Nicaragua in the CIA Spinbook

Cloak-and-dagger missions aside, the primary purpose of the Central Intelligence Agency is to provide other agencies of the U.S. government with reliable information about the rest of the world. Much of this information is not classified; for example it provides maps that are reliable and definitive, in terms of boundaries and names recognized by the United States. These maps are the basis of the Perry-Castañeda Library  Map Collection at the University of Texas. For these maps and for other kinds of geographic information, the CIA is a significant employer of geographers, which is a good thing!

The CIA World Factbook is also available to the public and is a reliable source of basic demographic data and very general information about the physical geography of countries. It has, in fact, come to serve as quite a popular online almanac for many researchers, and I consult it from time to time for my own projects. Research for my coffee and tea encyclopedia project drew me to Nicaragua entry yesterday and to this critical essay, which has been brewing in my mind for years.

Some time during the second Bush Administration, the Factbook began to serve a more insidious role, as many narrative sections were rewritten to reflect a certain view of history, much as Mr. Orwell had warned us. I first noticed this in the case of Cuba, where the "Background" section was rewritten to exclude everything that had happened prior to the Castro regime, and to describe the country in terms that would ring true only to Castro's most ardent opponents. As I searched other countries, I found that the narratives for any hard-left or even left-of-center governments had been re-written, all at about the same time. I began to caution my students against accepting the resource at face value, as its contents apparently undergo both technical and political reviews.

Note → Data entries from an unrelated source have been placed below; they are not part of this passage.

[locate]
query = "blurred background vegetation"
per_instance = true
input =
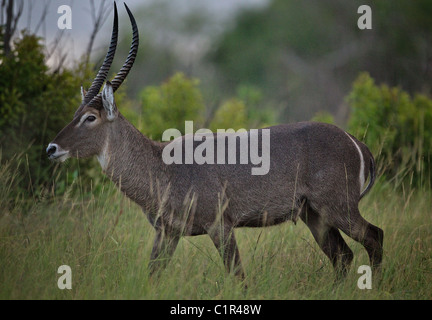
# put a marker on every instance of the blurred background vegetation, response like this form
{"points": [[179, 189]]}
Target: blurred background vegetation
{"points": [[279, 62]]}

Since the Bush Administration left office, civilian government workers have been re-empowered to do more of their own writing, and the Factbook has become more balanced. The Cuba entry continues to reflect a distinct point of view, but not as ardently as it once did. While the political slant may have softened, however, economic orthodoxy continues to prevail, as illustrated by this passage about the economy of Nicaragua:
Nicaragua, the poorest country in Central America, has widespread underemployment and poverty. GDP fell by almost 3% in 2009, due to decreased export demand in the US and Central American markets, lower commodity prices for key agricultural exports, and low remittance growth - remittances are equivalent to almost 15% of GDP. The US-Central America Free Trade Agreement (CAFTA) has been in effect since April 2006 and has expanded export opportunities for many agricultural and manufactured goods. 
The segments I have highlighted in blue describe negative economic outcomes that I would ascribe to unbalanced "free" trade agreements. The segments highlighted in red represent orthodox interpretations that are not borne out by the facts presented. The claim of "expanded export opportunities" is directly contradicted by the earlier statement of "decreased export demand," which in turn is a risk created by more open trade policies.

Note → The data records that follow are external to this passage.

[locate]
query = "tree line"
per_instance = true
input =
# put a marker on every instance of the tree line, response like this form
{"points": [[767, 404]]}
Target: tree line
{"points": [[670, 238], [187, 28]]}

The blaming of the victim continues:
Textiles and apparel account for nearly 60% of Nicaragua's exports, but increases in the minimum wage during the ORTEGA administration will likely erode its comparative advantage in this industry. 
As the blue text indicates, free-trade agreements have pushed many Nicaraguans into low-wage textile work (Victoria's Secret has an unmarked, 200,000-square-foot sweatshop near the capital). This is followed by a very confusing statement about international aid, which hints at a double standard regarding the standards to be met by recipients of that aid.
Nicaragua relies on international economic assistance to meet internal- and external-debt financing obligations. Foreign donors have curtailed this funding, however, in response to November 2008 electoral fraud. In early 2004, Nicaragua secured some $4.5 billion in foreign debt reduction under the Heavily Indebted Poor Countries (HIPC) initiative, and in October 2007, the IMF approved a new poverty reduction and growth facility (PRGF) program.